In deze zaak gaat het om een hoger beroep tegen de uitspraak van de rechtbank Gelderland, waarin de heffingsambtenaar van de gemeente Heerde de waarde van een onroerende zaak heeft vastgesteld op € 559.000 voor het jaar 2021. De belanghebbende heeft bezwaar gemaakt tegen deze beschikking en aanslag, maar de heffingsambtenaar heeft deze gehandhaafd. De rechtbank heeft het beroep van de belanghebbende gegrond verklaard, de uitspraak op bezwaar vernietigd en de heffingsambtenaar veroordeeld tot vergoeding van de proceskosten en het griffierecht. De belanghebbende heeft vervolgens hoger beroep ingesteld tegen deze uitspraak.

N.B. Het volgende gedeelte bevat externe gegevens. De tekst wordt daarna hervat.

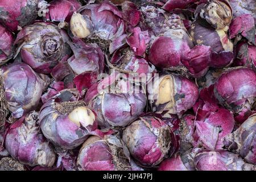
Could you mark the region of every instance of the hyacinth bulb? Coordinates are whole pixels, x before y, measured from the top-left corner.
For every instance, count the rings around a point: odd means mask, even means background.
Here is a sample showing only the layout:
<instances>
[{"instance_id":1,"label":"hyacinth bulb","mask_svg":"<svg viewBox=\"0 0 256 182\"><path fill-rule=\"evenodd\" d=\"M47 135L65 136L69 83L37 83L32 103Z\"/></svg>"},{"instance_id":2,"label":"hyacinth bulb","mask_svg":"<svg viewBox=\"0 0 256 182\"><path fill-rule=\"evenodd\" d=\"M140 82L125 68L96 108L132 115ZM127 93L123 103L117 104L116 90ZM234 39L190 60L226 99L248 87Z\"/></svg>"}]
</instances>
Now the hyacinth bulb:
<instances>
[{"instance_id":1,"label":"hyacinth bulb","mask_svg":"<svg viewBox=\"0 0 256 182\"><path fill-rule=\"evenodd\" d=\"M242 123L253 112L256 96L256 73L251 69L234 68L226 70L214 84L214 95L220 104L234 114Z\"/></svg>"},{"instance_id":2,"label":"hyacinth bulb","mask_svg":"<svg viewBox=\"0 0 256 182\"><path fill-rule=\"evenodd\" d=\"M195 156L201 150L199 148L190 149L180 155L163 160L158 171L195 171Z\"/></svg>"},{"instance_id":3,"label":"hyacinth bulb","mask_svg":"<svg viewBox=\"0 0 256 182\"><path fill-rule=\"evenodd\" d=\"M83 171L131 170L126 147L114 135L90 136L82 144L77 166Z\"/></svg>"},{"instance_id":4,"label":"hyacinth bulb","mask_svg":"<svg viewBox=\"0 0 256 182\"><path fill-rule=\"evenodd\" d=\"M224 150L204 150L195 157L199 171L255 171L255 166L245 163L237 154Z\"/></svg>"},{"instance_id":5,"label":"hyacinth bulb","mask_svg":"<svg viewBox=\"0 0 256 182\"><path fill-rule=\"evenodd\" d=\"M135 27L141 18L141 13L135 3L129 1L124 1L121 4L123 18L129 24Z\"/></svg>"},{"instance_id":6,"label":"hyacinth bulb","mask_svg":"<svg viewBox=\"0 0 256 182\"><path fill-rule=\"evenodd\" d=\"M191 109L199 97L196 85L175 74L153 77L148 84L148 99L154 112L181 114Z\"/></svg>"},{"instance_id":7,"label":"hyacinth bulb","mask_svg":"<svg viewBox=\"0 0 256 182\"><path fill-rule=\"evenodd\" d=\"M163 6L163 9L166 11L171 11L176 9L184 9L198 0L163 0L160 1L165 3Z\"/></svg>"},{"instance_id":8,"label":"hyacinth bulb","mask_svg":"<svg viewBox=\"0 0 256 182\"><path fill-rule=\"evenodd\" d=\"M225 69L223 68L210 68L204 76L196 78L196 83L200 88L208 88L215 83L215 81L224 71Z\"/></svg>"},{"instance_id":9,"label":"hyacinth bulb","mask_svg":"<svg viewBox=\"0 0 256 182\"><path fill-rule=\"evenodd\" d=\"M59 61L70 53L66 32L51 23L38 22L24 27L14 42L23 61L36 72L49 74Z\"/></svg>"},{"instance_id":10,"label":"hyacinth bulb","mask_svg":"<svg viewBox=\"0 0 256 182\"><path fill-rule=\"evenodd\" d=\"M146 6L145 9L149 9L152 13L159 11L151 10L150 7ZM147 12L146 14L146 20L148 18L148 21L156 21L154 26L160 27L159 30L154 30L154 35L156 37L150 42L149 60L160 68L182 65L181 60L186 57L193 46L181 19L176 14L164 14L167 18L162 20L162 16L152 17L151 14L148 14ZM145 21L147 23L147 21ZM151 22L148 23L148 26L152 26ZM148 31L150 33L150 29Z\"/></svg>"},{"instance_id":11,"label":"hyacinth bulb","mask_svg":"<svg viewBox=\"0 0 256 182\"><path fill-rule=\"evenodd\" d=\"M256 9L254 0L230 0L233 15L236 18L245 14L250 14L256 18Z\"/></svg>"},{"instance_id":12,"label":"hyacinth bulb","mask_svg":"<svg viewBox=\"0 0 256 182\"><path fill-rule=\"evenodd\" d=\"M234 66L243 66L255 69L256 68L256 46L241 42L236 47Z\"/></svg>"},{"instance_id":13,"label":"hyacinth bulb","mask_svg":"<svg viewBox=\"0 0 256 182\"><path fill-rule=\"evenodd\" d=\"M0 22L12 31L31 24L38 17L39 0L2 0Z\"/></svg>"},{"instance_id":14,"label":"hyacinth bulb","mask_svg":"<svg viewBox=\"0 0 256 182\"><path fill-rule=\"evenodd\" d=\"M126 42L137 56L143 56L150 40L148 32L142 31L141 28L135 27L132 30L131 33L126 38Z\"/></svg>"},{"instance_id":15,"label":"hyacinth bulb","mask_svg":"<svg viewBox=\"0 0 256 182\"><path fill-rule=\"evenodd\" d=\"M0 171L26 171L25 166L13 158L6 157L0 159Z\"/></svg>"},{"instance_id":16,"label":"hyacinth bulb","mask_svg":"<svg viewBox=\"0 0 256 182\"><path fill-rule=\"evenodd\" d=\"M256 45L255 22L251 14L243 14L234 18L229 26L229 37L234 38L241 34L251 44Z\"/></svg>"},{"instance_id":17,"label":"hyacinth bulb","mask_svg":"<svg viewBox=\"0 0 256 182\"><path fill-rule=\"evenodd\" d=\"M5 146L11 156L22 164L52 167L55 153L36 123L38 115L30 113L11 125L6 133Z\"/></svg>"},{"instance_id":18,"label":"hyacinth bulb","mask_svg":"<svg viewBox=\"0 0 256 182\"><path fill-rule=\"evenodd\" d=\"M73 39L69 44L74 55L68 59L68 64L75 75L74 83L81 92L96 83L97 76L102 73L104 54L97 44L86 44L79 39Z\"/></svg>"},{"instance_id":19,"label":"hyacinth bulb","mask_svg":"<svg viewBox=\"0 0 256 182\"><path fill-rule=\"evenodd\" d=\"M8 61L14 55L14 39L11 33L0 24L0 65Z\"/></svg>"},{"instance_id":20,"label":"hyacinth bulb","mask_svg":"<svg viewBox=\"0 0 256 182\"><path fill-rule=\"evenodd\" d=\"M190 35L195 45L211 47L210 67L223 68L232 64L234 58L233 45L224 30L204 27L197 20L191 25Z\"/></svg>"},{"instance_id":21,"label":"hyacinth bulb","mask_svg":"<svg viewBox=\"0 0 256 182\"><path fill-rule=\"evenodd\" d=\"M166 68L182 65L180 60L189 51L187 43L180 39L160 36L150 46L149 59L156 67Z\"/></svg>"},{"instance_id":22,"label":"hyacinth bulb","mask_svg":"<svg viewBox=\"0 0 256 182\"><path fill-rule=\"evenodd\" d=\"M133 90L128 78L120 80L122 75L117 73L93 85L85 95L85 102L94 109L101 126L126 126L142 114L146 105L145 92Z\"/></svg>"},{"instance_id":23,"label":"hyacinth bulb","mask_svg":"<svg viewBox=\"0 0 256 182\"><path fill-rule=\"evenodd\" d=\"M4 111L7 108L15 118L34 110L44 88L43 80L24 63L13 63L1 68L1 107L5 108Z\"/></svg>"},{"instance_id":24,"label":"hyacinth bulb","mask_svg":"<svg viewBox=\"0 0 256 182\"><path fill-rule=\"evenodd\" d=\"M195 14L203 24L208 23L216 29L226 28L232 19L232 8L227 0L213 0L199 5Z\"/></svg>"},{"instance_id":25,"label":"hyacinth bulb","mask_svg":"<svg viewBox=\"0 0 256 182\"><path fill-rule=\"evenodd\" d=\"M204 119L196 118L195 121L195 146L203 146L209 150L221 149L222 139L230 134L234 128L234 117L229 110L224 109L219 109L208 115Z\"/></svg>"},{"instance_id":26,"label":"hyacinth bulb","mask_svg":"<svg viewBox=\"0 0 256 182\"><path fill-rule=\"evenodd\" d=\"M69 22L73 13L81 7L77 0L55 0L49 3L47 20Z\"/></svg>"},{"instance_id":27,"label":"hyacinth bulb","mask_svg":"<svg viewBox=\"0 0 256 182\"><path fill-rule=\"evenodd\" d=\"M79 101L75 89L63 90L41 107L39 122L44 135L55 145L73 149L97 129L96 115Z\"/></svg>"},{"instance_id":28,"label":"hyacinth bulb","mask_svg":"<svg viewBox=\"0 0 256 182\"><path fill-rule=\"evenodd\" d=\"M134 159L143 166L152 167L170 154L174 143L172 132L160 119L144 116L126 128L122 140Z\"/></svg>"},{"instance_id":29,"label":"hyacinth bulb","mask_svg":"<svg viewBox=\"0 0 256 182\"><path fill-rule=\"evenodd\" d=\"M251 115L238 129L224 139L225 148L256 164L256 115Z\"/></svg>"},{"instance_id":30,"label":"hyacinth bulb","mask_svg":"<svg viewBox=\"0 0 256 182\"><path fill-rule=\"evenodd\" d=\"M122 12L107 1L82 6L74 13L70 25L72 34L79 38L94 34L110 40L122 35L125 31Z\"/></svg>"},{"instance_id":31,"label":"hyacinth bulb","mask_svg":"<svg viewBox=\"0 0 256 182\"><path fill-rule=\"evenodd\" d=\"M113 55L110 65L124 73L146 75L155 71L155 67L146 59L136 56L129 48L118 49ZM115 65L114 67L113 65Z\"/></svg>"}]
</instances>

Tijdens de zitting op 12 maart 2024 zijn de gemachtigde van de belanghebbende en een vertegenwoordiger van de heffingsambtenaar gehoord. Het hof heeft vastgesteld dat de heffingsambtenaar de toezendplicht heeft geschonden, wat door de rechtbank ook is geoordeeld. Het geschil in hoger beroep betreft de hoogte van de proceskostenvergoeding die door de rechtbank is vastgesteld. De belanghebbende is van mening dat de rechtbank de wegingsfactor ten onrechte op 0,5 heeft gesteld en dat de waarde per punt te laag is vastgesteld. Het hof heeft geoordeeld dat de waarde per punt inderdaad te laag was en heeft deze vastgesteld op € 875.
Het hof heeft ook de wegingsfactor beoordeeld en geconcludeerd dat deze niet lager dan gemiddeld kan zijn, gezien de complexiteit van de zaak. De rechtbank had de kosten van de bezwaarfase ten onrechte vergoed, aangezien de WOZ-beschikking en de aanslag niet zijn herroepen. Uiteindelijk heeft het hof de proceskostenvergoeding vastgesteld op € 2.187,50, inclusief het griffierecht, en heeft de heffingsambtenaar veroordeeld tot betaling aan de belanghebbende.